A Physiological Comparison of Bivalve Mollusc Cerebro-visceral Connectives With and Without Neurohemoglobin. III. Oxygen Demand

Abstract

Several bivalve mollusc species possess neurohemoglobin in their nervous systems whereas most species do not. The cerebro-visceral connectives of Tellina alternata and Spisula solidissima with neurohemoglobin and Tagelus plebeius and Geukensia demissa without neurohemoglobin exhibit similar electrical characteristics dictated mostly by axon size (0.3-0.4 µm mean axon diameter, Kraus et al., 1988). Action potential conduction is sensitive to a depletion of both ambient and neurohemoglobin-bound oxygen. Connectives without neurohemoglobin and connectives with carbon monoxide neurohemoglobin ceased to conduct action potentials within 5-10 minutes after exposure to anoxic conditions.

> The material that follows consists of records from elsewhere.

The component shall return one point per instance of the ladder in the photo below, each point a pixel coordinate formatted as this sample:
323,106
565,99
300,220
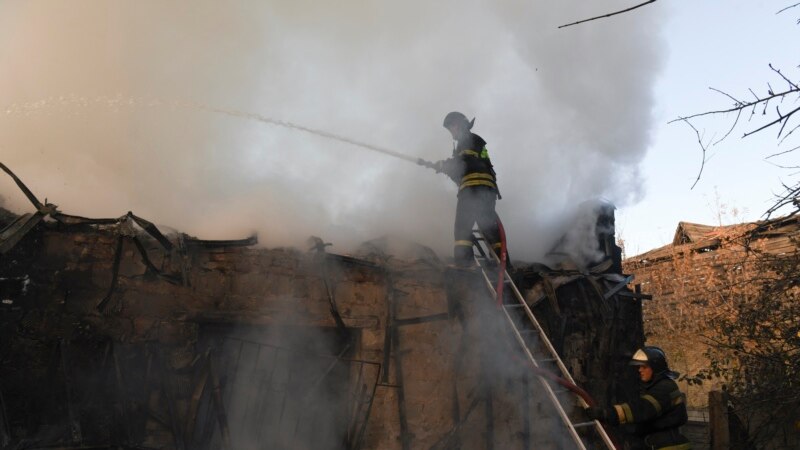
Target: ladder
523,323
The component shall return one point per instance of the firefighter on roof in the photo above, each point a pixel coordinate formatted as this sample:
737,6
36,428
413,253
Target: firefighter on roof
471,169
659,410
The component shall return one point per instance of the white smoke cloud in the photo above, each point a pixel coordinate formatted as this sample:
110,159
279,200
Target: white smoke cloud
89,94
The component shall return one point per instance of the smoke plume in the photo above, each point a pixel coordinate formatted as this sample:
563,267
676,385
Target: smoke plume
96,117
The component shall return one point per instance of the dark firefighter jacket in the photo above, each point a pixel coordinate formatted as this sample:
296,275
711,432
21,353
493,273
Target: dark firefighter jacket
470,164
658,412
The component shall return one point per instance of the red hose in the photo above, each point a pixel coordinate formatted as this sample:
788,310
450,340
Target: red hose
503,258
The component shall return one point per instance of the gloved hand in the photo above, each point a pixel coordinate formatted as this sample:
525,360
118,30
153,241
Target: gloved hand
437,166
597,413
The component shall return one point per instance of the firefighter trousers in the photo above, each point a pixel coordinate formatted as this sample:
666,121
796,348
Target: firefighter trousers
475,205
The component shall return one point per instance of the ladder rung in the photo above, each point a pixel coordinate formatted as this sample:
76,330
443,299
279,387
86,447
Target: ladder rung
583,424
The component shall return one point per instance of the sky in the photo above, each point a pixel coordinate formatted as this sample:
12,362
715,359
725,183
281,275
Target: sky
111,106
727,45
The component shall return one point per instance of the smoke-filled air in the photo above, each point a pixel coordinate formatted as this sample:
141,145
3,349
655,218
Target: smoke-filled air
177,111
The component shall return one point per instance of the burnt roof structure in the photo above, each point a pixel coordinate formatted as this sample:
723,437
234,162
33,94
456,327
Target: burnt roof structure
115,335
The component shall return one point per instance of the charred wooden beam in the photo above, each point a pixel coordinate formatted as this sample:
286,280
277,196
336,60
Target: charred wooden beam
422,319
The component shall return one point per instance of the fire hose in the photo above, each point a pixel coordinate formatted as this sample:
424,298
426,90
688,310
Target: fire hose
572,387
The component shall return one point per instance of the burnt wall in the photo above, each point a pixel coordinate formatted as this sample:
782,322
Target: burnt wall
110,337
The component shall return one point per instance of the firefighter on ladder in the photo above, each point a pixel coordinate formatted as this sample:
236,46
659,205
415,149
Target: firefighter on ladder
471,169
659,410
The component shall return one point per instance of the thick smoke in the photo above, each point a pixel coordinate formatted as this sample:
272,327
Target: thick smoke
94,118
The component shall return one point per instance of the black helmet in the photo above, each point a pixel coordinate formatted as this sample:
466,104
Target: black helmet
456,117
651,356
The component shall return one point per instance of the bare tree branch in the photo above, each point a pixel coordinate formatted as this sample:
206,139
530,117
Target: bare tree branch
778,120
788,7
703,147
609,14
739,105
792,84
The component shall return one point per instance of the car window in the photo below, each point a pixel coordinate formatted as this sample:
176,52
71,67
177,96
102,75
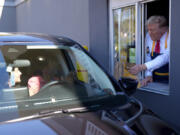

Connectives with neurohemoglobin conducted action potentials throughout the time course of neurohemoglobin deoxygenation, lasting 20-30 mintues.Connectives without neurohemoglobin exhibited an approximate five-fold elevation in oxygen consumption rate during action potential conduction, as predicted by axon diameter. However, connectives with neurohemoglobin consumed only ⅓ this amount of oxygen during electrical activity. The mechanism for this increased efficiency in action potential conduction is unknown, but the rate of oxygen consumption nearly matches the rate of neurohemoglobin oxygen unloading in situ. An operational aerobic nervous system might enable animals to maintain neuromuscular activity during hypoxic or anoxic conditions.